Finding an Idea

Should I start a business in an industry I know or one I'm curious about?

Answered by Unleash Your Ideas.

~2x

survival edge for founders entering an industry they already know

+125%

more likely to build a top-growth firm with same-sector experience

45

average age of a top-growth founder, when industry context compounds

Answer

Industry you know. Every time. First-time entrepreneurs who enter familiar industries survive at roughly 2x the rate of those who enter new industries. Curiosity is a great supplement; it's a terrible foundation.

Quick Facts

1

Founders who had previously worked in the sector of their startup were about 125% more successful at building a top-growth company than those without that experience.

Source: Azoulay et al. (2020)

2

The average founder of the fastest-growing new firms is 45, an age at which industry context, network, and pattern recognition have had time to build.
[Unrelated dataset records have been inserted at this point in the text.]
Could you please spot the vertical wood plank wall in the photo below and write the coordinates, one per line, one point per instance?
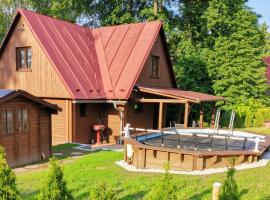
(164, 79)
(143, 119)
(23, 148)
(61, 126)
(43, 80)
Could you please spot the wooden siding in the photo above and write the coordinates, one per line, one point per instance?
(151, 157)
(61, 123)
(143, 119)
(164, 79)
(84, 132)
(108, 116)
(43, 80)
(24, 148)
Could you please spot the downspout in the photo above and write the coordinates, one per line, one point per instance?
(121, 119)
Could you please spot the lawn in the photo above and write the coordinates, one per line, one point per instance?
(100, 166)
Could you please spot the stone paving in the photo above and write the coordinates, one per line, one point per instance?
(261, 163)
(74, 155)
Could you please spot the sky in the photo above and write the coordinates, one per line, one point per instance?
(261, 7)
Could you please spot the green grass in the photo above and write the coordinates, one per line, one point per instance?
(98, 167)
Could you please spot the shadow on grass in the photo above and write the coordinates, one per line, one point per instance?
(66, 150)
(137, 195)
(200, 195)
(265, 198)
(30, 195)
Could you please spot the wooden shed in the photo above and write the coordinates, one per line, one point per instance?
(25, 126)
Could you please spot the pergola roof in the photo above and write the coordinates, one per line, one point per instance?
(181, 94)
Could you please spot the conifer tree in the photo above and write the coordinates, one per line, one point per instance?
(8, 189)
(229, 188)
(56, 188)
(236, 47)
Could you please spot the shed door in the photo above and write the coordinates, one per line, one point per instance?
(20, 134)
(8, 134)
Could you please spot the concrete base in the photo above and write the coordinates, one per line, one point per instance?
(261, 163)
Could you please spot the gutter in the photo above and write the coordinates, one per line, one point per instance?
(99, 101)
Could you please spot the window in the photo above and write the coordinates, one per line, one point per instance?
(7, 121)
(22, 118)
(83, 110)
(24, 58)
(154, 67)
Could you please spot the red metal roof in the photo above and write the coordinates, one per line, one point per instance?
(267, 62)
(177, 93)
(6, 95)
(101, 63)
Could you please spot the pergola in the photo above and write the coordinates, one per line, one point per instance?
(177, 96)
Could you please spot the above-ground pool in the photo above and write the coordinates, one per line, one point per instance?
(193, 149)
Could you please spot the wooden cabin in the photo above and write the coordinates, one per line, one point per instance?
(97, 76)
(25, 127)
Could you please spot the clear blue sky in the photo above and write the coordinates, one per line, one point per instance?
(261, 7)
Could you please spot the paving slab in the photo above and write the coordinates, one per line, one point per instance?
(261, 163)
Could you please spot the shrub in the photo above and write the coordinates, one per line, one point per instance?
(8, 189)
(165, 189)
(249, 120)
(102, 192)
(230, 189)
(55, 189)
(261, 115)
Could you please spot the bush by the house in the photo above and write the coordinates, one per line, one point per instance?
(261, 116)
(55, 188)
(8, 189)
(102, 192)
(230, 189)
(165, 189)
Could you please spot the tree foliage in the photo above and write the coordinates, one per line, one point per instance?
(236, 50)
(230, 188)
(55, 188)
(8, 188)
(165, 189)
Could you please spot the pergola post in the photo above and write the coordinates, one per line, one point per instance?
(179, 115)
(201, 114)
(213, 114)
(160, 115)
(186, 114)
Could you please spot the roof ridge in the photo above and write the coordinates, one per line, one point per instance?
(81, 26)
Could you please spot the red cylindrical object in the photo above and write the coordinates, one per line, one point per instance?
(98, 137)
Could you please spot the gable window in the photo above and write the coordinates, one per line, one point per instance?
(23, 58)
(7, 121)
(154, 67)
(22, 119)
(83, 110)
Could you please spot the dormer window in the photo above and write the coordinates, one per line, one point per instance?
(154, 67)
(24, 58)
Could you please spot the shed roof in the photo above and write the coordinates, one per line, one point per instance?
(180, 94)
(6, 95)
(102, 63)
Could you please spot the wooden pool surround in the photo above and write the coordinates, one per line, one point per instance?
(152, 157)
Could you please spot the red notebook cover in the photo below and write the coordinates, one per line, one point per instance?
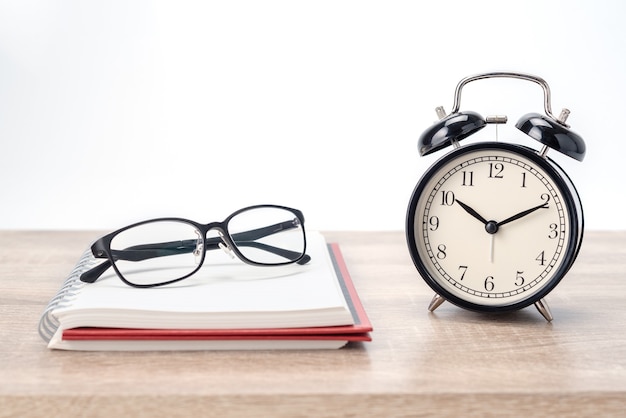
(357, 332)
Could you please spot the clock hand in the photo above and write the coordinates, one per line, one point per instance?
(472, 212)
(523, 213)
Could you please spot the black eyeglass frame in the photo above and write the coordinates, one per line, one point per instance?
(101, 248)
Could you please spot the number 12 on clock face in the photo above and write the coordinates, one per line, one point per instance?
(494, 227)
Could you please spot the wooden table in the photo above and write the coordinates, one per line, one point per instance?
(448, 363)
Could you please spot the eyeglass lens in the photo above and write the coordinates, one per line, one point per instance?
(163, 251)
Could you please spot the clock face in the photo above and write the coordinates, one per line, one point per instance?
(494, 226)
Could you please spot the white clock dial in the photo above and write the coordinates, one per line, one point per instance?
(492, 227)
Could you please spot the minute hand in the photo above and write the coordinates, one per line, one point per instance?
(523, 213)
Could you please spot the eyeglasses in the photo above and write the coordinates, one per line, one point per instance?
(166, 250)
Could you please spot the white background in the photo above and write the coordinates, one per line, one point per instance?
(118, 111)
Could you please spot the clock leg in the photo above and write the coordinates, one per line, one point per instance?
(436, 302)
(542, 306)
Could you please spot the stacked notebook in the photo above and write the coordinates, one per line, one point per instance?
(229, 305)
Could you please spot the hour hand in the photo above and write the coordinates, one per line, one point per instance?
(472, 212)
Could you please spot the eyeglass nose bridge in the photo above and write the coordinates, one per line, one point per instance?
(199, 251)
(224, 246)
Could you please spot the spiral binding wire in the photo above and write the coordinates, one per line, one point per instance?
(48, 324)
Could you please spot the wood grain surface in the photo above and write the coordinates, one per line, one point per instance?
(448, 363)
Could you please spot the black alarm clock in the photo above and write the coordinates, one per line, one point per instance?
(495, 226)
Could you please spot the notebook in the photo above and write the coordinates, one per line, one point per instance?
(226, 305)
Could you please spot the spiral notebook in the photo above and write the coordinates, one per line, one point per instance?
(230, 305)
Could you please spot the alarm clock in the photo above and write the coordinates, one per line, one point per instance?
(495, 226)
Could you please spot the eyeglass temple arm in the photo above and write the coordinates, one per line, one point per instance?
(147, 251)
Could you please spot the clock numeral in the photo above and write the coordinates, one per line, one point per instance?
(468, 178)
(433, 221)
(541, 258)
(447, 198)
(489, 284)
(464, 268)
(553, 231)
(495, 170)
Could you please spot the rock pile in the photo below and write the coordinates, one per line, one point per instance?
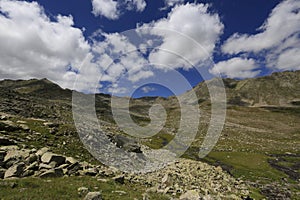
(15, 162)
(193, 180)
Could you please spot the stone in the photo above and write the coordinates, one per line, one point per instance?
(33, 166)
(52, 173)
(207, 197)
(14, 156)
(119, 179)
(126, 143)
(50, 157)
(8, 126)
(51, 125)
(44, 166)
(71, 160)
(32, 158)
(120, 192)
(2, 155)
(14, 171)
(190, 195)
(27, 173)
(93, 196)
(5, 141)
(24, 127)
(74, 168)
(42, 151)
(9, 148)
(90, 172)
(2, 172)
(82, 191)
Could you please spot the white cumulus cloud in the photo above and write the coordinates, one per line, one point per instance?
(236, 68)
(278, 39)
(33, 46)
(283, 22)
(199, 32)
(112, 9)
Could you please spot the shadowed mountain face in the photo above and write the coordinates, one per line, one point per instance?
(25, 96)
(259, 143)
(278, 89)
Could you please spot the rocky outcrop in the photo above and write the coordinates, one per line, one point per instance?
(93, 196)
(193, 180)
(20, 163)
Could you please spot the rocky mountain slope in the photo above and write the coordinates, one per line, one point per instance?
(258, 150)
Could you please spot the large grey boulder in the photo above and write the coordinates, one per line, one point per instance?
(93, 196)
(2, 172)
(14, 156)
(52, 173)
(82, 191)
(6, 141)
(51, 157)
(14, 171)
(42, 151)
(126, 143)
(190, 195)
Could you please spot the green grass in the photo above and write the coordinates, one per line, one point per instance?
(66, 188)
(249, 166)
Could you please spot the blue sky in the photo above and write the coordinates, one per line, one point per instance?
(83, 42)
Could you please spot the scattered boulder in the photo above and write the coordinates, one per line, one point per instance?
(126, 143)
(90, 172)
(119, 179)
(82, 191)
(14, 171)
(2, 172)
(5, 141)
(93, 196)
(42, 151)
(190, 195)
(52, 173)
(50, 157)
Source: Harvard Business Review / Azoulay et al.

3

The top reason startups fail is misreading the market (no market need, 42% of post-mortems), a mistake far easier to avoid inside an industry you already understand.

Source: CB Insights

Questions For You

  • List every industry you have worked in, bought from, or lived alongside for three or more years. Does your idea sit inside that list?

  • What do you already know about this space that a curious outsider would take a year and real money to learn?

  • If your curiosity and your experience point at two different industries, which one can get you a paying customer faster?

A Word of Inspiration

That pull toward the industry you already know is not playing small, it is playing smart, and the data backs you up. Your years of context are an unfair advantage most first-timers would kill for, so use them instead of apologizing for them. Curiosity can absolutely ride along, but let what you already understand carry the weight.

Try this today

List every industry you have worked in, been a customer of, or lived alongside for 3+ years. Your idea should sit inside that list.

Sources & Citations

  1. Azoulay, Jones, Kim & Miranda (2020), Age and High-Growth Entrepreneurship, American Economic Review: Insights
  2. Harvard Business Review, Research: The Average Age of a Successful Startup Founder Is 45 (2018)
  3. CB Insights, The Top Reasons Startups Fail (analysis of startup post-mortems)

This resource is educational and does not constitute legal, tax, or financial advice. Consult qualified professionals for decisions specific to your situation.